Descripción
No se puede pretender desarticular una organización criminal sin la participación de los órganos de inteligencia, que se convierten en un instrumento fundamental en las investigaciones conducidas jurídicamente por las fiscalías
especializadas. Esta obra lleva a cabo un análisis de la prueba penal derivada de la participación de los órganos de inteligencia que, en determinados supuestos, puede significar una vulneración al debido proceso y convertir las evidencias acopladas en pruebas irregulares o ilícitas. Con la finalidad de evitar esta situación, el autor analiza todos los aspectos relacionados con la prueba prohibida e irregular que pudiesen derivarse de las
actividades de inteligencia. Dentro de este contexto, el autor resalta la similitud entre las actividades de inteligencia y las técnicas especiales de investigación.

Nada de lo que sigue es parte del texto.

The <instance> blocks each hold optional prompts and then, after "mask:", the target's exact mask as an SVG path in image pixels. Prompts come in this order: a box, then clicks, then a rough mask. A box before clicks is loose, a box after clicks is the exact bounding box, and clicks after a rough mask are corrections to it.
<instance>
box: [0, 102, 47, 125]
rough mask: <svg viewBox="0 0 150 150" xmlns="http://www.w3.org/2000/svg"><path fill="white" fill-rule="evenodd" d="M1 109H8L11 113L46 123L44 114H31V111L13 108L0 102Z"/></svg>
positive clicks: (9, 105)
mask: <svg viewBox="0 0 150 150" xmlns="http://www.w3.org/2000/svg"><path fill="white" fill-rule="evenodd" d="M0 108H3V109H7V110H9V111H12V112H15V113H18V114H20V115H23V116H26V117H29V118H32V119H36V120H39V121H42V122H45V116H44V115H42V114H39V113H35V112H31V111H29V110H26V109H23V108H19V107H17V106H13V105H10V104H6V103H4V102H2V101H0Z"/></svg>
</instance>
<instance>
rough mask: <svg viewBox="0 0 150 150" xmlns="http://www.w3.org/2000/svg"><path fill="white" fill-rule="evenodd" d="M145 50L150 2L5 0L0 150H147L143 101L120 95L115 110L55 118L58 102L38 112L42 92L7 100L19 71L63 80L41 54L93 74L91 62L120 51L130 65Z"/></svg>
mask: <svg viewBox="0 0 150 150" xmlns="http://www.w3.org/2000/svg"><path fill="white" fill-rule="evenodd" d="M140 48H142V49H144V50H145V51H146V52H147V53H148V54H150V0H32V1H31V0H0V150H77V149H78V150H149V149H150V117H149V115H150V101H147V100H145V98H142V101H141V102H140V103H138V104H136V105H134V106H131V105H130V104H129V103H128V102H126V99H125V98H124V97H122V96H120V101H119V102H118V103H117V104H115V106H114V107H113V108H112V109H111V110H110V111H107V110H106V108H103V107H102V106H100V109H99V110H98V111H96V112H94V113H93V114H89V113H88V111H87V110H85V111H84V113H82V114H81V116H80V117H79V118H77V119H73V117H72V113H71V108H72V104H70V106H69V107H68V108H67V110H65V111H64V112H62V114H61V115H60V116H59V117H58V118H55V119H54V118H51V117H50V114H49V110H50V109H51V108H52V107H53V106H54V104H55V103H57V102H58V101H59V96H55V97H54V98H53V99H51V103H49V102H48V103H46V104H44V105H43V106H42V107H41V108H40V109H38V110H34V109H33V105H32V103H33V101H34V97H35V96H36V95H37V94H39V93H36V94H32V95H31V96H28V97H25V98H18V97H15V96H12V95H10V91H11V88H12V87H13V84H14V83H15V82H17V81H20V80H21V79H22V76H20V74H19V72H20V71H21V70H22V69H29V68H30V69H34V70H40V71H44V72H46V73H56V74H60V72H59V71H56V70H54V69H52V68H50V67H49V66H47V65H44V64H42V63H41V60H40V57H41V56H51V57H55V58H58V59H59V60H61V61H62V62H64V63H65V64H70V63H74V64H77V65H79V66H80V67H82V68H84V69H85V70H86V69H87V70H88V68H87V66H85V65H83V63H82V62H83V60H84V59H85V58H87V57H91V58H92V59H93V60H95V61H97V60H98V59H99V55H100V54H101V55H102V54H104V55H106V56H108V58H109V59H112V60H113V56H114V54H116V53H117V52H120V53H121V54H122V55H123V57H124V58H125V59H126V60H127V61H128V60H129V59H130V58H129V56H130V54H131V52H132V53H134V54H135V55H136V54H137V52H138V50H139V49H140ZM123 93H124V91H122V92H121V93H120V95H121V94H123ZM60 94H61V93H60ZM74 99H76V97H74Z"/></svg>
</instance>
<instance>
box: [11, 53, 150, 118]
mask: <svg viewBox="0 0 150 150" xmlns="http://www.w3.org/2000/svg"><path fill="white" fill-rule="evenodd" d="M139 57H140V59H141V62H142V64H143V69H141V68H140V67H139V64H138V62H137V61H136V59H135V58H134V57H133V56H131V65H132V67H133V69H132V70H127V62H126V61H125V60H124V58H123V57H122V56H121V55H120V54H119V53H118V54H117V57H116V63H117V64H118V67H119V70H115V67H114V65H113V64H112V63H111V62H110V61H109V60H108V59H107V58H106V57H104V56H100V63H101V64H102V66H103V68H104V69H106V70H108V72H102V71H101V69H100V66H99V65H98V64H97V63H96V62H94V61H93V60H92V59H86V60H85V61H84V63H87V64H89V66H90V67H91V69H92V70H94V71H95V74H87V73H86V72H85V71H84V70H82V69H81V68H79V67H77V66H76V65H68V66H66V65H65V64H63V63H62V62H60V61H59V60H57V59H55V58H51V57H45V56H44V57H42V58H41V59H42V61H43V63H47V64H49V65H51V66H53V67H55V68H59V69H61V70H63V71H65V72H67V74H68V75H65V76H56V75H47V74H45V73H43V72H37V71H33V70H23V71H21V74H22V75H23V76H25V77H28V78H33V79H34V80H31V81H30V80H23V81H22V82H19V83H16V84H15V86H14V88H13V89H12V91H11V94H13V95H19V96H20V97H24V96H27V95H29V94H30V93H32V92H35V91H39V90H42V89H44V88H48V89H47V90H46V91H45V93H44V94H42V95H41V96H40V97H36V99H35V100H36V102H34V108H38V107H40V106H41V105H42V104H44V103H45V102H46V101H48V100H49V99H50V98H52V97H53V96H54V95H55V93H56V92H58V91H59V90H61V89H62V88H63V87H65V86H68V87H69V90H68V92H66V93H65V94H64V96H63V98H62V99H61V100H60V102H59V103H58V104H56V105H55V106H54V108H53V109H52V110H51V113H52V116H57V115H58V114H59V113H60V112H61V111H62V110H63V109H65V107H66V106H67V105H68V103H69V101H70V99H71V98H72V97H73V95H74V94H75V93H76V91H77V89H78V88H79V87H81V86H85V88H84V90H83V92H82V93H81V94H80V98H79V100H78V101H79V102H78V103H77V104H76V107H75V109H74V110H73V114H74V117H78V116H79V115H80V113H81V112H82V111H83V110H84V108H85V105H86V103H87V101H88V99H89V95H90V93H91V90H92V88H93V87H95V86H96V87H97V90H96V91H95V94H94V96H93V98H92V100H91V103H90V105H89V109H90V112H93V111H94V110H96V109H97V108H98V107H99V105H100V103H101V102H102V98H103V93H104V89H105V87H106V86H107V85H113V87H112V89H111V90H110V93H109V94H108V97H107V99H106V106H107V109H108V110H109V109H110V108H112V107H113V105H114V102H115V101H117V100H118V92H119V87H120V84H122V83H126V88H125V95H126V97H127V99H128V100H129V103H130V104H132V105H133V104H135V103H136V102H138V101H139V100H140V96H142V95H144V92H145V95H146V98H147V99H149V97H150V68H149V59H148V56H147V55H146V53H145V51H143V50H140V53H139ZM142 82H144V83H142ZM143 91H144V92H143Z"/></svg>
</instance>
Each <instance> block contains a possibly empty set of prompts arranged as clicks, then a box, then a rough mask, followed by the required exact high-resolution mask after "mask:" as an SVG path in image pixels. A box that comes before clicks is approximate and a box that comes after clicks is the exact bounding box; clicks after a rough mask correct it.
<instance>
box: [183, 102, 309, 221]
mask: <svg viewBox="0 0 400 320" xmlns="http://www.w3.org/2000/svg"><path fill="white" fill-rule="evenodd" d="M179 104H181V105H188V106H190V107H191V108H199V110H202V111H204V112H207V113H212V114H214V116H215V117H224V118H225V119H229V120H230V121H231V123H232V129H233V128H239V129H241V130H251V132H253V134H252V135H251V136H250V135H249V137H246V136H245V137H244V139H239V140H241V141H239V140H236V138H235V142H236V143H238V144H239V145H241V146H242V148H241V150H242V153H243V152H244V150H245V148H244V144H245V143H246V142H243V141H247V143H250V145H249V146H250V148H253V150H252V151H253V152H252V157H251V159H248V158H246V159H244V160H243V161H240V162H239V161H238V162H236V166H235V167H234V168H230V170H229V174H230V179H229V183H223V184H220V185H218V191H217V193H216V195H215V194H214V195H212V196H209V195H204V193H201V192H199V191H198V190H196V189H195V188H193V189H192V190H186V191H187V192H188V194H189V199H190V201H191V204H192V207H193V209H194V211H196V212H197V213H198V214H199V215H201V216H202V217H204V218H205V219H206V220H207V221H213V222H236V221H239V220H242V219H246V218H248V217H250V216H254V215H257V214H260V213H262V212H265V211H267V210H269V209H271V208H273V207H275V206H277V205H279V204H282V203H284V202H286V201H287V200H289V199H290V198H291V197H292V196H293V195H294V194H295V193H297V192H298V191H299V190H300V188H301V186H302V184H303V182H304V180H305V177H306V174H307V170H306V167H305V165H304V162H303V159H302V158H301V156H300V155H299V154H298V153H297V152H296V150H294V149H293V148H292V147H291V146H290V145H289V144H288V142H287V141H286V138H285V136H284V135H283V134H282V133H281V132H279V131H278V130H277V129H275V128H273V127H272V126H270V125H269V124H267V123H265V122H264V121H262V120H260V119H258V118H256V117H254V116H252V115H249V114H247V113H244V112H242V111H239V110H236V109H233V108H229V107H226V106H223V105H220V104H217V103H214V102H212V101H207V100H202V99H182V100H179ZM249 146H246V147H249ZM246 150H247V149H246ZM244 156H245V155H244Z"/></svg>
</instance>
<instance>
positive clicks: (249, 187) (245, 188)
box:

Asimismo, se señalan las diferencias entre ambos procedimientos, a efectos de clarificar su utilización por parte de los operadores de justicia. Para ello se desarrollan procedimientos como las operaciones encubiertas, el agente encubierto, el agente especial, la circulación y entrega vigilada de bienes delictivos, el seguimiento-vigilancia, la videovigilancia, la interceptación postal y la intervención de las comunicaciones, poniendo énfasis no solo en los principios que los sustentan, sino también en su operatividad.